ツケがたまった女性客に売春などを強要する悪質ホストクラブ問題が昨年来、クローズアップされてきた。今年4月に東京・歌舞伎町のホストクラブで売掛金(=ツケ払い)が廃止され、約3カ月が経過した。

歌舞伎町の大久保公園で「立ちんぼ」をして体を売る女性の数は一時期に比べて減少したように見えるが、それでも警察の取り締まりとのいたちごっこは続いている。なぜ、彼女たちは路上に立つことを止められないのだろうか。

ホストクラブはこの10年あまりで大きく変わった。路上での「キャッチ」が禁止されたことで集客の場はSNS上へと移り、ホストクラブ側は広告戦略の一環として、売上1億円をうたうホストたちを派手に登場させるようになった。彼らはあくまでも〝見せかけの億プレーヤー〟だが、シャンパンなどの価格が高騰した結果、ホストクラブの料金は実に10年前の3~6倍にもなり、売り上げは大幅に増えた。

一方、ホストクラブのメインの客層でもあるキャバ嬢や風俗嬢の収入はこの10年間でむしろ減っている。

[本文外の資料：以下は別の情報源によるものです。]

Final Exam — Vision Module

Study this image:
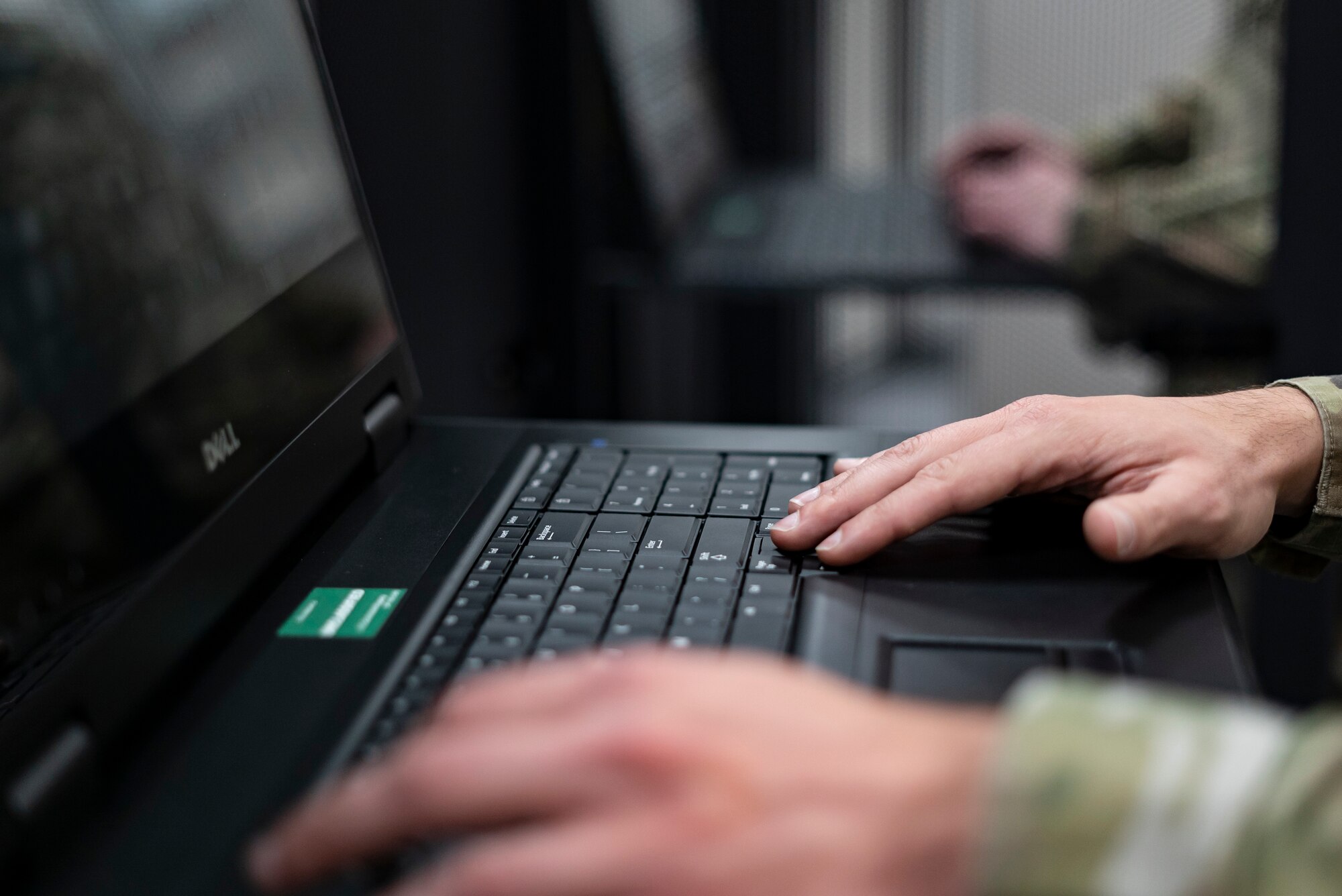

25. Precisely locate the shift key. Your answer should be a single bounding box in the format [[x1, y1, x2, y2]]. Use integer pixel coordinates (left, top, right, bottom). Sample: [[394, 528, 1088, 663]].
[[639, 516, 699, 559]]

特にコロナ禍では企業の接待経費が大幅に削減されたり、店側も営業自粛や時短営業を余儀なくされたりして、いったん遠のいた客足は現在もまだ戻っていない。

価格競争が激化して値下げを行う店も増えており、数年前まで風俗やキャバクラで稼いでいた女性たちにとって、現在のホストクラブの料金は到底支払えない額になっている。これが、彼女たちが立ちんぼやパパ活に流れる要因でもあるのだ。

そんな中、世間を騒がせたのが「頂き女子」だ。その言葉を広めた「頂き女子りりちゃん」は金をだまし取った男性たちと肉体関係を持っていた。さらに最近では、肉体関係を持たずに男性から金を引き出す手口も横行しているという。

なお、「りりちゃん」が貢いでいたホストは、それを詐取金と知りながら受け取ったとして組織犯罪処罰法違反の疑いで逮捕された。事件を受け、現在のホストクラブではホストが女性客の仕事を把握したり管理することが禁止されている。

だが、たとえ売掛金が廃止されても、ホストが立て替える形で女性客に借金を負わせる行為は依然として減っていない。結局、詐欺や立ちんぼなどの犯罪行為を撲滅するには、ホストクラブの料金を下げる以外には具体的な解決策はないように思える。ホストクラブの料金と女性客の収入のバランスが崩れたままでは、新たなゆがみが生み出され続けるだけだ。